Logistics remain a barrier as well, and a significant factor in the cost structure for online retailing. In a recent report, the consultancy AT Kearney noted that “the growth of domestic express delivery—most directly tied to e- commerce—is lagging the exponential growth of e-commerce in China, raising concerns about how well logistics players can handle ever-increasing volumes.” While there have been significant efforts by the central government to improve in this area, systems remain fragmented and inefficient, especially in emerging central and western regions. Thus, retailers both online and offline must rely on distributors as an integral part of their logistics networks and supply chains. To give a sense of the scale of added costs, in recent years this accounted for 18.1% of GDP in China versus 9.5% in the United States.

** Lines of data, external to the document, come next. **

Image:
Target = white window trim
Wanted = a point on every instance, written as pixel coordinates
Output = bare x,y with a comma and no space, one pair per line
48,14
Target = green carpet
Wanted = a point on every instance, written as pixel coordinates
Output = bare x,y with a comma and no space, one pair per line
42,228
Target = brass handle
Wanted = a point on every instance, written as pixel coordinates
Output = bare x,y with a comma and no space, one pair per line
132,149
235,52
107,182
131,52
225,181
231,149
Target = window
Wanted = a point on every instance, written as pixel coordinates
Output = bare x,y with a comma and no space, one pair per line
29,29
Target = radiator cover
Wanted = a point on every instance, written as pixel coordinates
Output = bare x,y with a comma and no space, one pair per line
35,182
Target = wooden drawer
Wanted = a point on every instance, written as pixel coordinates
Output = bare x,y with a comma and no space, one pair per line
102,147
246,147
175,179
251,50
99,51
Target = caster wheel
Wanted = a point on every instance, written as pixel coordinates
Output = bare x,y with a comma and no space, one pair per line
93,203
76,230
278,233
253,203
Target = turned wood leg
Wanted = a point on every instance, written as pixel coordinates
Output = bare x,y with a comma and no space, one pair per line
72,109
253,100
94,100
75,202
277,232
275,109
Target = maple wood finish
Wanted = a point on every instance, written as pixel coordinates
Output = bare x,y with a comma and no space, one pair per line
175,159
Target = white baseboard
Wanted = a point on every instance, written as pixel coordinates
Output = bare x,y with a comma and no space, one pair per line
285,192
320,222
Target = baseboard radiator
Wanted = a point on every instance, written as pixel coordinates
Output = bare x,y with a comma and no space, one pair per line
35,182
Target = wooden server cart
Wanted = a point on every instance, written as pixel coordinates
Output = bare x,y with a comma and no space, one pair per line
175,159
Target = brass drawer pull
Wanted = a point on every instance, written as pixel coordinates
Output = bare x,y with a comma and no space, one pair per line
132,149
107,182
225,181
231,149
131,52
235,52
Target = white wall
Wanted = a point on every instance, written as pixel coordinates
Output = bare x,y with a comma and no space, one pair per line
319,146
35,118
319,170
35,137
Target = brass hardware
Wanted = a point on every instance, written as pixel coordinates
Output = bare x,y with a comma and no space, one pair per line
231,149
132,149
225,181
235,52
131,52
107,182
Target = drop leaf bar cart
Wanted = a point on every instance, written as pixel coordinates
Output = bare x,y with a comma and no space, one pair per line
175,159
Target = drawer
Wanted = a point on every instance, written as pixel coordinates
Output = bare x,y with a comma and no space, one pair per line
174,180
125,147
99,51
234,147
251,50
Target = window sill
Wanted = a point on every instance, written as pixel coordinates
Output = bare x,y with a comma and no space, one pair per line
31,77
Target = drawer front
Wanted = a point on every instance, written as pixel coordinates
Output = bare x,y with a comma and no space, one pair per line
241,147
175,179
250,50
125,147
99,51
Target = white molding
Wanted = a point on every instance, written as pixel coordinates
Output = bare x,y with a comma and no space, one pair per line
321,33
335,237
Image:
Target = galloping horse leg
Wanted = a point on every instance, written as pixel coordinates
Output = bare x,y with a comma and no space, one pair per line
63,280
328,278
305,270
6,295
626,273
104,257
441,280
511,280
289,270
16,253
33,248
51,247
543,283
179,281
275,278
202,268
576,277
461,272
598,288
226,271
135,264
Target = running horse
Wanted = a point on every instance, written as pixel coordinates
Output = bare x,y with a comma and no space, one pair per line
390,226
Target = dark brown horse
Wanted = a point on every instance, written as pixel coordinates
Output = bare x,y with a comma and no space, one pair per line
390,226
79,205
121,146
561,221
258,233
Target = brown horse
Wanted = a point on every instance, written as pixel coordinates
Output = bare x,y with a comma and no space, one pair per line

Online retailing is powerful evidence of the voracious pent-up demand for products and services in China, and is likely a leading indicator for future consumption trends. Therefore, we believe the biggest beneficiary is the Chinese consumer, and that we are witnessing the ongoing creation of a consumer culture that will contribute toward continued rising demand.
For investors, the mass-market brands that consumers are increasingly understanding, comparing and purchasing are the biggest beneficiaries. If you have a strong brand, and are fighting to get distributed, online retailers provide a forum where both your products can be made available, and consumers can be educated about your pros and cons.
The strain on logistics networks and payment systems will also attract investment and lead to innovation. While the cost of providing same day delivery may remain a function of cheap labor, more pressing opportunities will arise in logistics providers for emerging central and western cities, and other services along that value chain, such as cold storage and transport. Payment systems in particular have begun to emerge with scale, but still struggle to operate profitably and wean transitions off of COD, creating the need, and likely development, of new and innovative services.
As for the future of the online retailers, its probably best to respect the (outspoken) opinions of the entrepreneurs that know the sector the best, and trust in their promises of more sales volumes, discounting, promotions, cash burn and layoffs – but perhaps not in that order.